Using the OpenGL feature flag fixes the performance issue completely, so thank you for that! :

= OPENGL ==== FRAME 554 @ 9.20s === 60.2 fps === 2.54ms = 14.87ms idle ===

    22446 primitives

   DrawIndexedTriangles |      899µs |     256 | ################
   SetTransform         |      507µs |     517 | #########
   CreateRenderTarget   |      368µs |       2 | ######
   DrawFrameBuffer      |      137µs |       1 | ##
   CreateVertex2DBuffer |       70µs |       1 | #
   DrawTriangles        |       52µs |       1 |
   Clear                |       25µs |       1 |
   FreeTexture          |       21µs |       2 |
   UseShader            |       12µs |       2 |
   RenderToFrameBuffer  |       10µs |       2 |
   BlendMode            |        8µs |       4 |
   FreeRenderTarget     |        8µs |       2 |
   SelectRenderTarget   |        7µs |       2 |
   ShowFrameBuffer      |        0µs |       1 |

    |
    |#   ####         ####     ###
    ||###|||| ||||||||||||||||||||
    ||||||||||||||||||||||||||||||
    ||||||||||||||||||||||||||||||
    ||||||||||||||||||||||||||||||
    ||||||||||||||||||||||||||||||
    ||||||||||||||||||||||||||||||
    ||||||||||||||||||||||||||||||
    ||||||||||||||||||||||||||||||

With regard to WGPU. I tried bounce, bounce_sprites, texture_spin and texture_sprites. One interesting thing I noticed is that the drawing becomes fluid if the window is made sufficiently small.
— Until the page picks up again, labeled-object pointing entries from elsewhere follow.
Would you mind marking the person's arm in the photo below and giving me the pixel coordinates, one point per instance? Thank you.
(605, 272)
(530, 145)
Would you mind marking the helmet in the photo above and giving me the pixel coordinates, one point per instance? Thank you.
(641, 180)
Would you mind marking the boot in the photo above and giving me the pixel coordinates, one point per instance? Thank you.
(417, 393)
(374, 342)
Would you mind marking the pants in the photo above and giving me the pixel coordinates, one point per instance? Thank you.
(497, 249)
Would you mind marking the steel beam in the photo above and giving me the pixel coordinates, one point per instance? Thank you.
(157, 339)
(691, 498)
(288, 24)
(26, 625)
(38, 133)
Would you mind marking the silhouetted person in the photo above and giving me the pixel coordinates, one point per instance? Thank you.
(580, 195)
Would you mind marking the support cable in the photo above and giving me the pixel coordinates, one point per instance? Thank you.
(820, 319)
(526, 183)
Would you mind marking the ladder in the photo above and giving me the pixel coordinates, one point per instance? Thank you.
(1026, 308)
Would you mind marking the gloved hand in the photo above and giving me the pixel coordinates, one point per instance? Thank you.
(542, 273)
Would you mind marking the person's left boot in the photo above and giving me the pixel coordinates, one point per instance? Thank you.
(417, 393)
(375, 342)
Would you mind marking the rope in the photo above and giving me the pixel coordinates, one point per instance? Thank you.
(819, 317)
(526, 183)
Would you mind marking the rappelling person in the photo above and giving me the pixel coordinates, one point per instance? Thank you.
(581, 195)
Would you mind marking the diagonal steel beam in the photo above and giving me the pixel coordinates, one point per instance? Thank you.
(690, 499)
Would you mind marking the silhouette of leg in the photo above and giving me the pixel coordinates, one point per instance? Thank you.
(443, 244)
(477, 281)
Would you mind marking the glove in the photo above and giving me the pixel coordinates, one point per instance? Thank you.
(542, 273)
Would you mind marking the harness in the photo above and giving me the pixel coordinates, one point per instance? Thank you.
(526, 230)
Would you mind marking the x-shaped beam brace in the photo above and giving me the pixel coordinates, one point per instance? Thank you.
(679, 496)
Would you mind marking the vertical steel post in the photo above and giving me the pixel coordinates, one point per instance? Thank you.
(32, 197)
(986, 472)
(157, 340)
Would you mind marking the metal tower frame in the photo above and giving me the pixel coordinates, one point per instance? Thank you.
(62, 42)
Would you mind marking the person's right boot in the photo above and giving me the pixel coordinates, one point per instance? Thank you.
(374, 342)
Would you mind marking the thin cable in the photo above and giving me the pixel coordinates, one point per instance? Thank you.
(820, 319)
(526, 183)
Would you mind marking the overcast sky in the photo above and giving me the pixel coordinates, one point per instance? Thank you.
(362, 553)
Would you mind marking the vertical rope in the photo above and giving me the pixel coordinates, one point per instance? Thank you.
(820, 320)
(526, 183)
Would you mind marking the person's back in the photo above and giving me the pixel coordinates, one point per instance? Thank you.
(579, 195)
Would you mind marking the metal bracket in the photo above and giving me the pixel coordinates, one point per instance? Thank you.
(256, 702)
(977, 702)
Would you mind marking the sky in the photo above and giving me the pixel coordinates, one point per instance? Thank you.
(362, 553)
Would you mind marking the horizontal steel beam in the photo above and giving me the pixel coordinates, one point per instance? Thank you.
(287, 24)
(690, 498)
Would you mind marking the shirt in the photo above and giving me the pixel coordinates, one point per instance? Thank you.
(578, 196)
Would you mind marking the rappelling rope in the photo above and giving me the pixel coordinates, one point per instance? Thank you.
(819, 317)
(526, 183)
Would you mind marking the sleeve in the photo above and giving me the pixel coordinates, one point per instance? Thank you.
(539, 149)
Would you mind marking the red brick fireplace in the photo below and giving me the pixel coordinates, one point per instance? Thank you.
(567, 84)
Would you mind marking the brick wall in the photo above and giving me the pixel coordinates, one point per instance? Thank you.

However, intel_gpu_top does not report 100% utilisation when the window is maximised, nor does the GPU utilisation change for certain (Render/3D engine utilisation sticks to the 20-40 range) when the window size is reduced.

= WGPU ==== FRAME 976 @ 21.99s === 45.4 fps === 71.80ms = 0.41ms idle ===

    6 primitives

   CreateRenderTarget   |    41783µs |       2 | ################
   SelectRenderTarget   |    29185µs |       1 | ###########
   Clear                |      254µs |       1 |
   RenderToFrameBuffer  |      154µs |       1 |
   CreateVertex2DBuffer |       20µs |       1 |
   DrawTriangles        |        2µs |       1 |
   BlendMode            |        0µs |       2 |
   SetTransform         |        0µs |       2 |
   UseShader            |        0µs |       1 |

    |
    |    #                       #
    |    #                       #
    |    #     #   #           # #
    |  # #     #   #           # #
    |  # #     #   #           # #
    |  # ##    ##  #  #  # ##  # #
    |  # ##    ##  #  #  # ##  # #
    |  # ##    ##  #  #  # ##  # #
    |  ####   ###  #  #  ####  # #
actuday6418 commented 2 years ago

Issue with WGPU still exists, but closing cause OpenGL works.